The Nafusa Mountains (ⴰⴷⵔⴰⵔ ⵏ ⵉⵏⴼⵓⵙⵏ) (جبال نفوسة) is a mountain range in the western Tripolitania region of northwestern Libya. It also includes the regions around the escarpment formed where the northern end of the Tripolitanian Plateau meets the Mediterranean coastal plain or the Jefara.

==History==

=== Antiquity ===
The Nafusa Mountains supported agriculture without significant interruption from the pre-Roman period onward. Its rugged terrain, cut through by deep gorges and wadis, made it naturally defensible. The inhabitants managed water resources carefully, constructing wadi walls that enabled the cultivation of olives and grain. The population was originally entirely Berber, settled in nucleated communities rather than dispersed across the landscape, due to the region's water scarcity.

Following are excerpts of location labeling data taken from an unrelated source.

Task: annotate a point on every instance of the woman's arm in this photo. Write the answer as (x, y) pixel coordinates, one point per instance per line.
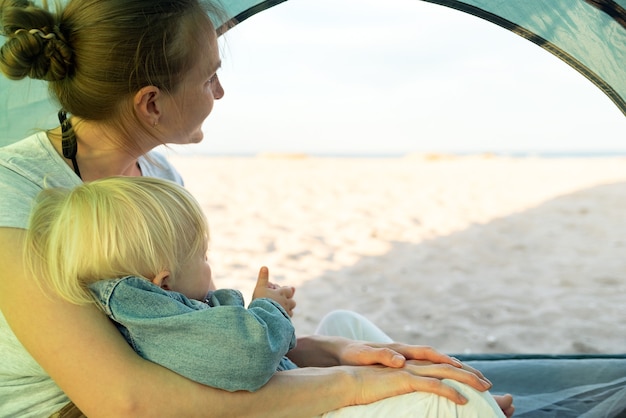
(323, 351)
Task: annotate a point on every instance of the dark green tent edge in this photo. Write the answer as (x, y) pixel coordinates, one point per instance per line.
(548, 46)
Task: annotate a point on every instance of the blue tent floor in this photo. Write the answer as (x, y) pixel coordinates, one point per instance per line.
(561, 386)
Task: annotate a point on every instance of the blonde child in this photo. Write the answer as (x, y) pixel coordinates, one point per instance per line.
(137, 247)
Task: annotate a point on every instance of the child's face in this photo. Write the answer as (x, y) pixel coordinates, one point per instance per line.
(194, 278)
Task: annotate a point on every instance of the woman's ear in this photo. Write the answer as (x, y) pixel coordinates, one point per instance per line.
(162, 279)
(147, 105)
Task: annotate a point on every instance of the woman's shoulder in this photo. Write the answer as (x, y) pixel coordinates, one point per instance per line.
(26, 167)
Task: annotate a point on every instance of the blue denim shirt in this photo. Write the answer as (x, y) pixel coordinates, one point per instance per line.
(219, 343)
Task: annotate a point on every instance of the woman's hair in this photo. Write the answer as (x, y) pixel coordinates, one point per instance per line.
(96, 54)
(112, 228)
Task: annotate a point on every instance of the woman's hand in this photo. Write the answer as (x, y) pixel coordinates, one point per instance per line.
(378, 382)
(359, 353)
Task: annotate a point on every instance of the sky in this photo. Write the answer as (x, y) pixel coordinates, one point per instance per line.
(387, 77)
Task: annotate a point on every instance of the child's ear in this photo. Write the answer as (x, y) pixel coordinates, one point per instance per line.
(162, 280)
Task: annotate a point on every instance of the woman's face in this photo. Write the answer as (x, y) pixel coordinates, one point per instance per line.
(191, 103)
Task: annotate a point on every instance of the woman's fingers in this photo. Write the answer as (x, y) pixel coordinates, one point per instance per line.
(446, 371)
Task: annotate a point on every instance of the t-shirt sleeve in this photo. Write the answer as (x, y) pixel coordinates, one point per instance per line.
(227, 346)
(16, 199)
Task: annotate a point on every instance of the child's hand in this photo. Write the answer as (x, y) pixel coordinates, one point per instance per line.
(283, 295)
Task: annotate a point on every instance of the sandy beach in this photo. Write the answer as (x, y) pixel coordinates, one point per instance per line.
(467, 254)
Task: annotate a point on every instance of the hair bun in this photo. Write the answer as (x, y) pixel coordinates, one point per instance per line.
(36, 53)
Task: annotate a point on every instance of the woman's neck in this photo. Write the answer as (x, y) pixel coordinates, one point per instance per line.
(98, 155)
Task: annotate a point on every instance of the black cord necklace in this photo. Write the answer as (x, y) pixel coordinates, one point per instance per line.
(68, 142)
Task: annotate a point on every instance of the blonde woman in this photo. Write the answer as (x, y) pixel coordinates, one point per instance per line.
(130, 75)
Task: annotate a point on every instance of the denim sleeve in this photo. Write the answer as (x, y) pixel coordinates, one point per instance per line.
(226, 346)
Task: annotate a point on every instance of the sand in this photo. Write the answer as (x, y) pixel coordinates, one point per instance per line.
(475, 254)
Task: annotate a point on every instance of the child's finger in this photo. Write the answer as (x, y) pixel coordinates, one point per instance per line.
(264, 277)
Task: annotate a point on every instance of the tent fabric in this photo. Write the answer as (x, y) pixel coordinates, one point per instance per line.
(584, 386)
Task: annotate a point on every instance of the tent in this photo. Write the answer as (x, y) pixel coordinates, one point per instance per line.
(590, 36)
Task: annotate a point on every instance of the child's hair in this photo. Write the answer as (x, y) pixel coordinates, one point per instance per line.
(111, 228)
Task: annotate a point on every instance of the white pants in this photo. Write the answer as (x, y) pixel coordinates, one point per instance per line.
(411, 405)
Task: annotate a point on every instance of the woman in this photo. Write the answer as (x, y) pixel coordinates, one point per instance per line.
(134, 74)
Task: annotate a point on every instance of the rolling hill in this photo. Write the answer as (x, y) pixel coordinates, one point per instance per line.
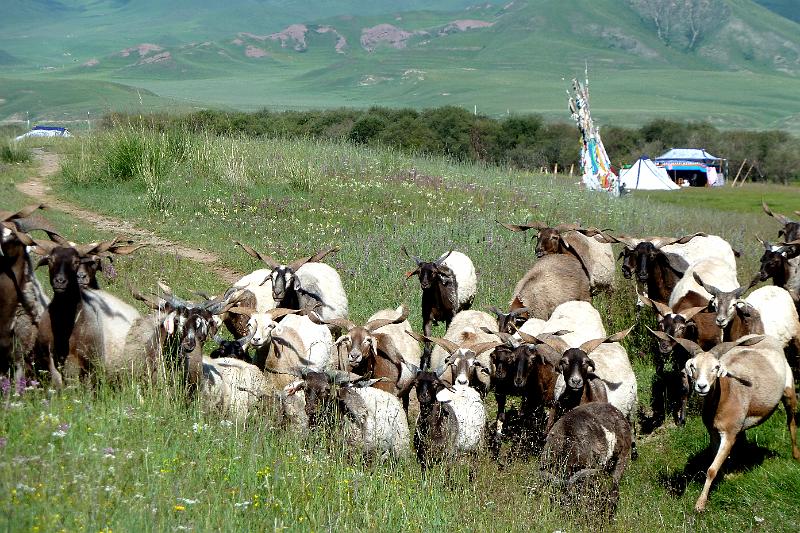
(733, 62)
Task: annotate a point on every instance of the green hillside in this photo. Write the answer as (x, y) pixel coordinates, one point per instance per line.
(737, 64)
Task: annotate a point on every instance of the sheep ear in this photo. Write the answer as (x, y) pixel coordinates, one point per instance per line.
(710, 289)
(724, 347)
(690, 346)
(691, 312)
(658, 307)
(723, 372)
(485, 346)
(589, 346)
(659, 334)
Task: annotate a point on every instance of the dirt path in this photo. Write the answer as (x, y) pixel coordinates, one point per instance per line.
(37, 188)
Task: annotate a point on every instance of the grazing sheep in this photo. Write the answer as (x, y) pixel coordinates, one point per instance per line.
(448, 287)
(375, 354)
(742, 383)
(612, 366)
(588, 245)
(553, 280)
(255, 292)
(451, 422)
(373, 420)
(782, 264)
(657, 272)
(591, 439)
(306, 284)
(22, 300)
(81, 329)
(689, 292)
(769, 311)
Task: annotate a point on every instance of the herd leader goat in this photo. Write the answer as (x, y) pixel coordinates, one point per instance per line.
(296, 352)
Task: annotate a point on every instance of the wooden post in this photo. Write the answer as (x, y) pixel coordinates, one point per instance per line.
(737, 174)
(745, 176)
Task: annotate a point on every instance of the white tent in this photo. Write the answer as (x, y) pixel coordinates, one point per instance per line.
(645, 175)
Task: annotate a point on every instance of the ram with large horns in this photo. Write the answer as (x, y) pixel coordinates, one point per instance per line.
(589, 245)
(305, 283)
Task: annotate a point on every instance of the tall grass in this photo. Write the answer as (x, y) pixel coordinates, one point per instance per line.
(288, 198)
(12, 151)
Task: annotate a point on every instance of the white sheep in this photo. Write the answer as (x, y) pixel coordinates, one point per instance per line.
(713, 271)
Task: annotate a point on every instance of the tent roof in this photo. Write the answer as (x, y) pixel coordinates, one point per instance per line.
(687, 154)
(645, 175)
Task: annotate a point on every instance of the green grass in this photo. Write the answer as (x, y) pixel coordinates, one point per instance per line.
(288, 198)
(733, 81)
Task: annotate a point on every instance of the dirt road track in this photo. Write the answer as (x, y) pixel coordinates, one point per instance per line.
(37, 188)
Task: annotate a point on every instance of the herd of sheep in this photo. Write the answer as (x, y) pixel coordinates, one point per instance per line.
(296, 351)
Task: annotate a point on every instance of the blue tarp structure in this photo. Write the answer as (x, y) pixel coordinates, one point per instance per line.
(692, 166)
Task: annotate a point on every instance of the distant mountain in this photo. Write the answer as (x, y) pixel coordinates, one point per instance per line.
(785, 8)
(734, 62)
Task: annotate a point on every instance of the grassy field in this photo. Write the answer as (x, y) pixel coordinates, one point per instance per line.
(124, 460)
(742, 76)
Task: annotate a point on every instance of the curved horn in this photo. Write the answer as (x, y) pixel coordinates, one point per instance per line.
(679, 240)
(372, 325)
(747, 340)
(777, 216)
(448, 345)
(443, 258)
(485, 346)
(270, 262)
(710, 289)
(689, 314)
(561, 228)
(507, 338)
(690, 346)
(658, 307)
(589, 346)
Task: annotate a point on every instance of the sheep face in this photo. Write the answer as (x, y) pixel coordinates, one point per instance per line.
(465, 366)
(87, 272)
(63, 264)
(725, 305)
(525, 357)
(575, 366)
(359, 343)
(428, 386)
(638, 260)
(548, 242)
(773, 262)
(318, 391)
(504, 361)
(704, 369)
(284, 279)
(790, 231)
(261, 327)
(676, 326)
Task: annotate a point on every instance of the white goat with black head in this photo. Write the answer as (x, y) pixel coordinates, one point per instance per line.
(305, 283)
(448, 286)
(373, 354)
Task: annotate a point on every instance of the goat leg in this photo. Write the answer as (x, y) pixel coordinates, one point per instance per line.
(726, 443)
(790, 403)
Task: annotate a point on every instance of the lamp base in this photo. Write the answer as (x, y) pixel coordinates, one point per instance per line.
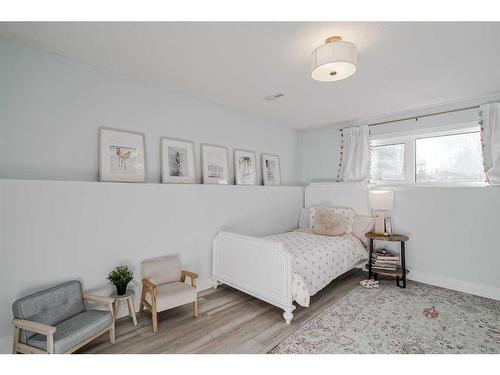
(380, 223)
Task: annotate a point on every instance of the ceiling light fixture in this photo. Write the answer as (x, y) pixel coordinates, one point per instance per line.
(334, 60)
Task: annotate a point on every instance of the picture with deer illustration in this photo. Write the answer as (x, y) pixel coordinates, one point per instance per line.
(121, 156)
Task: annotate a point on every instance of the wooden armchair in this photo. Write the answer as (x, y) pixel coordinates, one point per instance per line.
(56, 320)
(164, 287)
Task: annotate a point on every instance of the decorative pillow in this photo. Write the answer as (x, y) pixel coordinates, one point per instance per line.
(304, 219)
(362, 225)
(347, 212)
(328, 223)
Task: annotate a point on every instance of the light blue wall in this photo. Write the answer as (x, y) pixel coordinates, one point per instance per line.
(51, 108)
(320, 154)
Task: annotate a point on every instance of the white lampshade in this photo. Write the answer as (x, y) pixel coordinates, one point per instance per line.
(381, 199)
(334, 60)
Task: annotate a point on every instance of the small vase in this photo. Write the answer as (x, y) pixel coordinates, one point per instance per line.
(121, 289)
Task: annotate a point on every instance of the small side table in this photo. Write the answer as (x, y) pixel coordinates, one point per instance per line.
(129, 296)
(401, 270)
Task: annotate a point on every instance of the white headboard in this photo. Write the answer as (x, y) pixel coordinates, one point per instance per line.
(338, 194)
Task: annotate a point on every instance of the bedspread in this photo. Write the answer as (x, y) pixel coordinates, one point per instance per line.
(317, 260)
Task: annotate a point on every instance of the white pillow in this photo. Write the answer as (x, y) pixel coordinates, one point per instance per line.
(347, 212)
(304, 219)
(362, 225)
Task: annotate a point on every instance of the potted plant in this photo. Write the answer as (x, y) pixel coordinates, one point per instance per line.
(120, 277)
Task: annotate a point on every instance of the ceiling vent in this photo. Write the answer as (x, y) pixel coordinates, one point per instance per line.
(273, 97)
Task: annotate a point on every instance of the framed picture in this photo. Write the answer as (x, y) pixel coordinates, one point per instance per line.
(215, 164)
(245, 167)
(121, 156)
(388, 226)
(271, 169)
(177, 161)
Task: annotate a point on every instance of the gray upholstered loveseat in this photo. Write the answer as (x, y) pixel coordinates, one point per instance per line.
(56, 320)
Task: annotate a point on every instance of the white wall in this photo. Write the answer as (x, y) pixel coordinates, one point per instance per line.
(51, 231)
(51, 108)
(453, 230)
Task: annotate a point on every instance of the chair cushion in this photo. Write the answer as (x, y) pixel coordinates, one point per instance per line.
(162, 270)
(50, 306)
(174, 294)
(74, 330)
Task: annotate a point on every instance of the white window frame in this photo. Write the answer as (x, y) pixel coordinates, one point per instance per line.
(409, 138)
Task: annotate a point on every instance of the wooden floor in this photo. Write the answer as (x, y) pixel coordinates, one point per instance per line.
(230, 322)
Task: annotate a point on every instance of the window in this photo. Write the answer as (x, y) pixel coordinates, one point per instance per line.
(388, 162)
(449, 158)
(448, 155)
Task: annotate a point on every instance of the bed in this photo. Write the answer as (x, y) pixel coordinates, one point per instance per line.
(292, 266)
(286, 267)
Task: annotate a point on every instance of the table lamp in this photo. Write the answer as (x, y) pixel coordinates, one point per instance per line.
(380, 201)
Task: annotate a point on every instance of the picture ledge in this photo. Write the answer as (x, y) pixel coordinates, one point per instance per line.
(17, 180)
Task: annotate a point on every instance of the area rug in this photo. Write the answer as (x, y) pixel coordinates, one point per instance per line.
(418, 319)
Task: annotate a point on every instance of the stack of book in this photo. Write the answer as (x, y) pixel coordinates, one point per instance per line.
(384, 260)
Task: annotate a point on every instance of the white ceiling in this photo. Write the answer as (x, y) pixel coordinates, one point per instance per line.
(401, 66)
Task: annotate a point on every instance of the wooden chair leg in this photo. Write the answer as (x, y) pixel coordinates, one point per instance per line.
(154, 317)
(131, 309)
(112, 337)
(17, 332)
(50, 343)
(195, 308)
(143, 297)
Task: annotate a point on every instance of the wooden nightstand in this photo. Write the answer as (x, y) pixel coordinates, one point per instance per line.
(401, 271)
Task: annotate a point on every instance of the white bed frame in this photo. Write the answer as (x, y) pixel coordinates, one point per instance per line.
(262, 268)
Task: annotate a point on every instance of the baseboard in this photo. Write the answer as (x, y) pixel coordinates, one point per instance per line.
(455, 284)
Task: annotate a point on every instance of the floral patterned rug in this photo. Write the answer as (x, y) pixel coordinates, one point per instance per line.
(418, 319)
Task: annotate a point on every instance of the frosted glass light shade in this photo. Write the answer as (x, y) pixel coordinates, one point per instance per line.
(381, 199)
(334, 61)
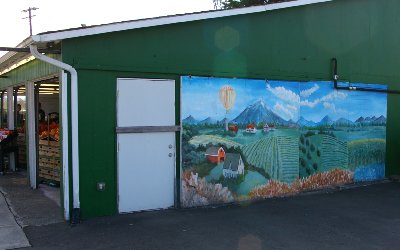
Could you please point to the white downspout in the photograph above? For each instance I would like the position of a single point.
(74, 122)
(11, 122)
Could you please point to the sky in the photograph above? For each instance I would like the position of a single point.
(55, 15)
(288, 99)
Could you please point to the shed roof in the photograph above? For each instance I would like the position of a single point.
(232, 161)
(151, 22)
(213, 150)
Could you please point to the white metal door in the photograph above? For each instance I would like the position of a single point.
(146, 156)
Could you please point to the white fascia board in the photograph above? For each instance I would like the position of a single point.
(11, 54)
(107, 28)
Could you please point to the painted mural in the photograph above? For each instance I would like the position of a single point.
(248, 139)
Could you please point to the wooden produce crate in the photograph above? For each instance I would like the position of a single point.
(49, 160)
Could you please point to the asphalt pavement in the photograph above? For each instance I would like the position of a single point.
(366, 217)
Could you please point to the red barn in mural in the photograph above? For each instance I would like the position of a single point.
(215, 154)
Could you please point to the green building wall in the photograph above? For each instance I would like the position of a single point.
(289, 44)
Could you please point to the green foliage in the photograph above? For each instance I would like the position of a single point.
(258, 170)
(334, 154)
(302, 162)
(231, 183)
(201, 148)
(302, 139)
(365, 152)
(278, 156)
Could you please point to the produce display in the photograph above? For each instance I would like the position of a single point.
(49, 131)
(4, 132)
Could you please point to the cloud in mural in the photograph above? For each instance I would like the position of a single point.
(306, 93)
(293, 98)
(332, 107)
(333, 95)
(284, 94)
(290, 111)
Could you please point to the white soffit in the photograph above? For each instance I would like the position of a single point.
(136, 24)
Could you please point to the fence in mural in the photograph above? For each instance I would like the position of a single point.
(246, 139)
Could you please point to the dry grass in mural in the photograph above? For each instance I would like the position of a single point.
(272, 189)
(320, 180)
(198, 192)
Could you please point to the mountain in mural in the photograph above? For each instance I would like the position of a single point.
(381, 120)
(326, 121)
(302, 122)
(343, 122)
(208, 120)
(258, 112)
(189, 120)
(360, 119)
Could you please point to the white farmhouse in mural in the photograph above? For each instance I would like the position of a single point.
(233, 165)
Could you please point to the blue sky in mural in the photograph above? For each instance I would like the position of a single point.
(285, 98)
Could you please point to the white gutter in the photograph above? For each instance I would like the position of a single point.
(74, 121)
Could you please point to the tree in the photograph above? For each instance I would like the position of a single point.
(231, 4)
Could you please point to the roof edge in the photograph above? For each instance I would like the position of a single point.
(136, 24)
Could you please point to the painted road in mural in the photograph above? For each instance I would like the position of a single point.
(246, 139)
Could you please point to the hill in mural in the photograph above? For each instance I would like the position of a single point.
(302, 122)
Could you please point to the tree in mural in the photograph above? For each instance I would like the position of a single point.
(231, 4)
(227, 96)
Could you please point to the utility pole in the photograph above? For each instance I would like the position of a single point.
(30, 16)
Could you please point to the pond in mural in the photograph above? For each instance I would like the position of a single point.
(246, 139)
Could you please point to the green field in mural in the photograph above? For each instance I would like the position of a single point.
(247, 139)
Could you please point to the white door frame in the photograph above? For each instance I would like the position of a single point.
(31, 133)
(166, 129)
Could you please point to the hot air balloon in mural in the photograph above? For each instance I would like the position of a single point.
(227, 96)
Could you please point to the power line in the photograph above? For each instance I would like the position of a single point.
(30, 16)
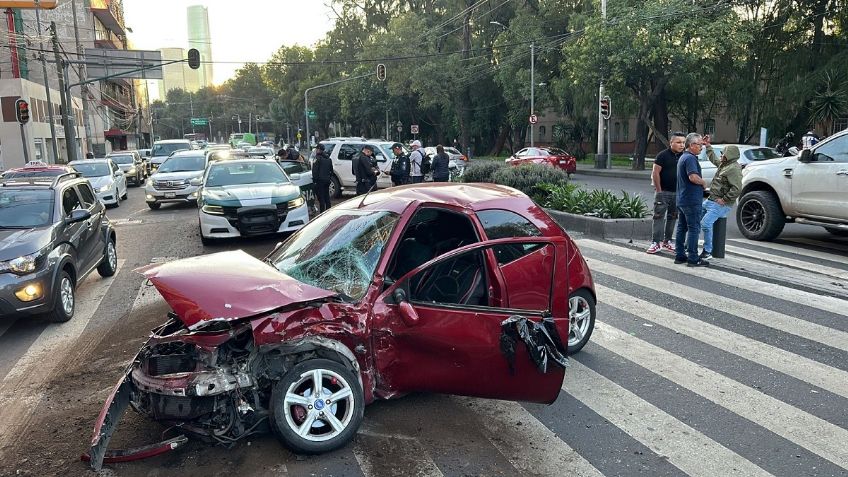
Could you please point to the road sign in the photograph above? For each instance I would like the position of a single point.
(22, 111)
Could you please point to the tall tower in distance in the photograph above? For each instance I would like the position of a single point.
(200, 38)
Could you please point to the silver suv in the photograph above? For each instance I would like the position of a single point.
(342, 150)
(805, 189)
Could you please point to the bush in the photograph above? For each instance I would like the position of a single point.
(598, 203)
(481, 171)
(527, 178)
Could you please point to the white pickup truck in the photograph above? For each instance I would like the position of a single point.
(811, 188)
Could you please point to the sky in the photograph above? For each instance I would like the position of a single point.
(242, 31)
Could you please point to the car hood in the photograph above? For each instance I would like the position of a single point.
(250, 194)
(176, 176)
(226, 286)
(100, 182)
(16, 243)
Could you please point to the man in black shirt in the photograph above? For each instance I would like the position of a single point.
(664, 178)
(322, 174)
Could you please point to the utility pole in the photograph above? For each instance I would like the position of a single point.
(82, 71)
(601, 122)
(65, 104)
(55, 145)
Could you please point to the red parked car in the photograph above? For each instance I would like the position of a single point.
(545, 155)
(450, 288)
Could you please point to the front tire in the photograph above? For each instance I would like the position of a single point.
(759, 216)
(65, 299)
(335, 187)
(109, 265)
(581, 317)
(309, 425)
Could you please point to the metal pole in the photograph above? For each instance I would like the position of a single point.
(532, 86)
(55, 145)
(25, 145)
(82, 71)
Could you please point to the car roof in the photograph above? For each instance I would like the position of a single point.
(476, 197)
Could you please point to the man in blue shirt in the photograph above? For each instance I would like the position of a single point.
(690, 196)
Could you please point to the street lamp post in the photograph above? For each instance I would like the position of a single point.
(532, 74)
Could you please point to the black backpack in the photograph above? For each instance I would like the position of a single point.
(426, 164)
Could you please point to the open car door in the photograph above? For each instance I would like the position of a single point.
(439, 327)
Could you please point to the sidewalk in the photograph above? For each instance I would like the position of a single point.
(624, 172)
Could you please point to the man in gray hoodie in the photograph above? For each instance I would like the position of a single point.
(724, 190)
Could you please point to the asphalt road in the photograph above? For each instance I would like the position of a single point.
(689, 372)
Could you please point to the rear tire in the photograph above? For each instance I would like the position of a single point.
(307, 426)
(759, 216)
(65, 291)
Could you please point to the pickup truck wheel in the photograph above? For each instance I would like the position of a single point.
(335, 187)
(837, 232)
(317, 406)
(759, 216)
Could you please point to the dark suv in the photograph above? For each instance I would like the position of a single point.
(53, 232)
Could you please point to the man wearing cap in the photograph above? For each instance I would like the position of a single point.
(322, 174)
(416, 158)
(724, 190)
(366, 170)
(400, 166)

During the Roman imperial period, the Nafusa Mountains contained a number of agricultural settlements and fortified farms. The remains of mausolea (such as Henscir Suffit and Henscir al-Ausaf) and necropolises are also still visible today. Especially characteristic to this period are ashlar masonry structures, sculptural decoration on funerary monuments, and cisterns that Francesco Corò, who described the area in the 1920s, attributed to Roman agricultural activity. Roman period sites are distributed across the entire length of the Nafusa Mountains rather than being confined to its eastern portion alone. The road network remains poorly understood, as no milestones have been recovered within the mountain area itself, though milestones attesting to roads toward the pre-desert have been found south of Zintan. Latin inscriptions are rare, and have not been found further west than Qasr el-Gezira within the Jabal proper.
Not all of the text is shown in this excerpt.